Tuve que ponerme a planchar porque toda la ropa estaba hecha un trapo, después de pasar tres días dentro de la maleta y vivir la terrible experiencia de ser prensada y venir en un carro de heno.
A las seis y media llegó Nuvara, la turca. Estuvimos charlando un rato en su habitación y decidimos salir a dar una vuelta. Como en esta isla sólo hay museos, un circo en la acera de enfrente y el parque de atracciones, decidimos tomar un barquito hasta Gamla Stan, la isla más antigua. Tardamos ocho minutos en llegar y estuvimos dando un paseo. Oscureció enseguida. Fue chulísimo, porque empezaron a encenderse las luces de los ventanales de las casas y quedaba precioso.

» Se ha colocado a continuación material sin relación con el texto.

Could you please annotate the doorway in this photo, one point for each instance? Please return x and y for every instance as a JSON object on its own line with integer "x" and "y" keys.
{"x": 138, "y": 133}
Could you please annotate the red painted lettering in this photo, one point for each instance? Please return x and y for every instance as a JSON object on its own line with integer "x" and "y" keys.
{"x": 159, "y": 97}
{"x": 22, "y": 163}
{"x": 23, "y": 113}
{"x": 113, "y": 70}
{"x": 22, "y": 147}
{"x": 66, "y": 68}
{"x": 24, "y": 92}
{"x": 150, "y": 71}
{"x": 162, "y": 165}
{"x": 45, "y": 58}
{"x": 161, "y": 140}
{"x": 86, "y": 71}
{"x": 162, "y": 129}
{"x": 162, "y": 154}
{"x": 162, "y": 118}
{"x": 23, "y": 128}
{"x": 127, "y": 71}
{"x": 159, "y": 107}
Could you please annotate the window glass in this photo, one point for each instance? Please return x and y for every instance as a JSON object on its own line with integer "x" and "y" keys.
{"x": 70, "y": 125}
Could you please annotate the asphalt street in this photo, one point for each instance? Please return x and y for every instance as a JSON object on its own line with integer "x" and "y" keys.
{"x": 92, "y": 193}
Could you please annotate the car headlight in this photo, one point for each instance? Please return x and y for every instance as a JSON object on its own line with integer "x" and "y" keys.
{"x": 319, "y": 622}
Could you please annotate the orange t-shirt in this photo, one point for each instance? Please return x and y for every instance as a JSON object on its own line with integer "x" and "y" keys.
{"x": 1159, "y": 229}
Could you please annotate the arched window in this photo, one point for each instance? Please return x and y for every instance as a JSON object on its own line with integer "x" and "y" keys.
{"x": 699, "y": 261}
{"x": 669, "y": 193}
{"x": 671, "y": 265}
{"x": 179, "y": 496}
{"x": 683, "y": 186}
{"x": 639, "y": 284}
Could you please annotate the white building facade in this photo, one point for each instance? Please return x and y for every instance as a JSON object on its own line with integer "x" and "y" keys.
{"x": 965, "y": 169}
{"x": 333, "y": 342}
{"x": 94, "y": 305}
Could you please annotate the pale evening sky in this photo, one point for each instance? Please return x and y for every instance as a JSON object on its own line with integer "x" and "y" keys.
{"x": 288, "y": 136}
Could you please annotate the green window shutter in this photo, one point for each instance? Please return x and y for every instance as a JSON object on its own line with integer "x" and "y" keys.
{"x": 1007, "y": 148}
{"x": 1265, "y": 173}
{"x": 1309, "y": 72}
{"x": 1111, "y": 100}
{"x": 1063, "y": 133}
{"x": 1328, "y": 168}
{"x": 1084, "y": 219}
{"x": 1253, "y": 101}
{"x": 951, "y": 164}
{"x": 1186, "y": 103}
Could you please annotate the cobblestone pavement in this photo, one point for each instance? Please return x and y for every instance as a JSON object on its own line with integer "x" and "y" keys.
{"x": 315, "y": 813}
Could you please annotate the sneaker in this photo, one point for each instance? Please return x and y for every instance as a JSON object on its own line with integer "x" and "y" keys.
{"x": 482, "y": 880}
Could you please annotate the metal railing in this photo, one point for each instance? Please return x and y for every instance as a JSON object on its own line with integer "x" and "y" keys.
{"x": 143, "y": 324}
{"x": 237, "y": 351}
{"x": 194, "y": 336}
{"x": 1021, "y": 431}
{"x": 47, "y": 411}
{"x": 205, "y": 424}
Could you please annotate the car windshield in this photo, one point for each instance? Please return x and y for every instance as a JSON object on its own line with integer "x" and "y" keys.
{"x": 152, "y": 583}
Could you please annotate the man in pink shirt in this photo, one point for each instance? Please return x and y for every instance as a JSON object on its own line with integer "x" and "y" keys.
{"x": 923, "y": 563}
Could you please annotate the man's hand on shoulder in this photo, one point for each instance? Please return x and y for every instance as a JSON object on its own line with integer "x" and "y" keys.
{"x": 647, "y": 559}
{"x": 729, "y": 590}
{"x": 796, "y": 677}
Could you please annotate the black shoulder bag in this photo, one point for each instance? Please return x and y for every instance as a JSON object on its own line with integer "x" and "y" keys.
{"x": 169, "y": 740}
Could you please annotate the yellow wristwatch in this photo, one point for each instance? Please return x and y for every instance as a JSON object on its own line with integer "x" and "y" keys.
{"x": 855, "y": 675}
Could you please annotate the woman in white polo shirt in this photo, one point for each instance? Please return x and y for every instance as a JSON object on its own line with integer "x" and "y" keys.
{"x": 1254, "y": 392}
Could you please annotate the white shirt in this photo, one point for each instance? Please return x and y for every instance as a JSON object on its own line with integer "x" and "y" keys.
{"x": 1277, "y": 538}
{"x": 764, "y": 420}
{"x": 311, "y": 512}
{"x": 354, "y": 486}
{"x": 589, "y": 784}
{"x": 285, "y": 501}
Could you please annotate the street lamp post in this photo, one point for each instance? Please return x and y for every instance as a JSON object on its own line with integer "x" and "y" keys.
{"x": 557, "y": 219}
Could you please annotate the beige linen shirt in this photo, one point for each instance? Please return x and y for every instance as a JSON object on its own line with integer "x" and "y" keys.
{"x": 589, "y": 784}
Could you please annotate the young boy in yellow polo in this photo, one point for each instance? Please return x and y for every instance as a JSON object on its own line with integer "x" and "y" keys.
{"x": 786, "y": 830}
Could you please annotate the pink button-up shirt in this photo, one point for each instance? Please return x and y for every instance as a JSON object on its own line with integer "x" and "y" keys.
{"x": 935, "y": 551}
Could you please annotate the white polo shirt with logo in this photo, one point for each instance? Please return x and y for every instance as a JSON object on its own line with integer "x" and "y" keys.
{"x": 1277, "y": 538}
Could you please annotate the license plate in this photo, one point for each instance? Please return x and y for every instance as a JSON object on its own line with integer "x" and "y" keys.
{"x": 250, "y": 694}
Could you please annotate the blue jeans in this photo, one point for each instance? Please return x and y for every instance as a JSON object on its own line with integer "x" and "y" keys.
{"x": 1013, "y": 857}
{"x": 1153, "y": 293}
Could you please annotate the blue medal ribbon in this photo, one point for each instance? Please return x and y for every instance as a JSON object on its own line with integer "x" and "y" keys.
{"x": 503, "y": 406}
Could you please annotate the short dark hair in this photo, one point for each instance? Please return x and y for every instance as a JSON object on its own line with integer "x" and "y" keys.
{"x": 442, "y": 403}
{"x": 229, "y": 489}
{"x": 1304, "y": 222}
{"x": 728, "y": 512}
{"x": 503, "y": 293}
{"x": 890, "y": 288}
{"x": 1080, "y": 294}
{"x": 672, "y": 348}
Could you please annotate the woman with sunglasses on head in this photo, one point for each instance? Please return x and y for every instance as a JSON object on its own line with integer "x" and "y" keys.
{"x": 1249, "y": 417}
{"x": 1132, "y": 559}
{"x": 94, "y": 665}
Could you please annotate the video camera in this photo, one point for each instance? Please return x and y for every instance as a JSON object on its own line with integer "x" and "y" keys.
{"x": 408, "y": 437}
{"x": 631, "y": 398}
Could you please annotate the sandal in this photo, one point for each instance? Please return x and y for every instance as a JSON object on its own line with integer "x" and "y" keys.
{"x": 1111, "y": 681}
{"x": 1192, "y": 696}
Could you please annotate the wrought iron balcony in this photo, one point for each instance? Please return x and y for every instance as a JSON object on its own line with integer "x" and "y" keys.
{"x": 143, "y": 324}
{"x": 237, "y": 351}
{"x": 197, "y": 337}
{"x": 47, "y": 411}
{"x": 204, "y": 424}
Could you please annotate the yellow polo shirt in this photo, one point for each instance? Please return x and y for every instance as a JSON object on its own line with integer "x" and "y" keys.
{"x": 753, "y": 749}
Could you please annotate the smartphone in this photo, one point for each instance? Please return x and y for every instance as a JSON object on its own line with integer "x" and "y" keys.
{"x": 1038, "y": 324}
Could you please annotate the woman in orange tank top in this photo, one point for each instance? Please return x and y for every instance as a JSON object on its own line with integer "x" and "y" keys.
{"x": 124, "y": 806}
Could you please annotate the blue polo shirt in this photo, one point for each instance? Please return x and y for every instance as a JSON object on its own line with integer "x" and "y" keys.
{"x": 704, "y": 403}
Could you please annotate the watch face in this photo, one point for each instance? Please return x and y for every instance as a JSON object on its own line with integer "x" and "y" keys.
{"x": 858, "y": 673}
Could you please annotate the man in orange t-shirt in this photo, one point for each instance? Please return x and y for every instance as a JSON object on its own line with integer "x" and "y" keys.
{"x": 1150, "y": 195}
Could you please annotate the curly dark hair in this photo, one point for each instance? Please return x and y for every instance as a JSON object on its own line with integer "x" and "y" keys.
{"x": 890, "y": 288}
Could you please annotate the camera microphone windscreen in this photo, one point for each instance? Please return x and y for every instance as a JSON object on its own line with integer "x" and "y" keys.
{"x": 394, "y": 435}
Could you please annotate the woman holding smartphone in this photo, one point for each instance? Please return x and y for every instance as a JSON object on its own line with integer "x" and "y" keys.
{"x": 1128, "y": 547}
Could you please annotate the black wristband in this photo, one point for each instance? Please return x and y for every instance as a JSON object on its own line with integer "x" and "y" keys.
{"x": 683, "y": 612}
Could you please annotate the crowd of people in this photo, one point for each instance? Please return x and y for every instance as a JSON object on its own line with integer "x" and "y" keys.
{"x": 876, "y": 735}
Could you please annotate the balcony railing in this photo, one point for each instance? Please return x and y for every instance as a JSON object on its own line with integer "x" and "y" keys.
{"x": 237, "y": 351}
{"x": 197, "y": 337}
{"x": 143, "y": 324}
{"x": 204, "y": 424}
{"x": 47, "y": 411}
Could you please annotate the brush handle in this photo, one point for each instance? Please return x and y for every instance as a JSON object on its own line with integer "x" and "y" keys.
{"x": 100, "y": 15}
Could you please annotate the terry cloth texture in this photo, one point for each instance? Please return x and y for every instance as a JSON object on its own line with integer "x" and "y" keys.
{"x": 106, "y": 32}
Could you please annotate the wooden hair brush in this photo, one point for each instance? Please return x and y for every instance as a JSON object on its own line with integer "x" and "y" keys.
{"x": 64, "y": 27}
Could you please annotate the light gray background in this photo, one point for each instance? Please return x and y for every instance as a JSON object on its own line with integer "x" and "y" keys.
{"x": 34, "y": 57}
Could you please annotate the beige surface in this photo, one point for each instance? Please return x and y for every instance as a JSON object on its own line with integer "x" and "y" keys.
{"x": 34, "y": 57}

Encontramos un restaurante italiano muy bonito y cenamos allí una pizza entre las dos. Al salir, volvimos a dar otro paseo hasta el Palacio Real, la catedral y las callejuelas de los alrededores. Aunque no había mucha gente, la sensación de seguridad era total.
Caminamos de vuelta al embarcadero y tomamos el mismo barco. El cobrador estuvo charlando con nosotras todo el camino. Es el primer sueco simpático que encuentro. Según Nuvara es que no era sueco, porque no era rubio ni antipático.
A las diez menos cuarto estábamos de vuelta en el hotel.
Mañana a las nueve tenemos la reunión del Comité Ejecutivo, así que hay que levantarse pronto.

Buenas noches.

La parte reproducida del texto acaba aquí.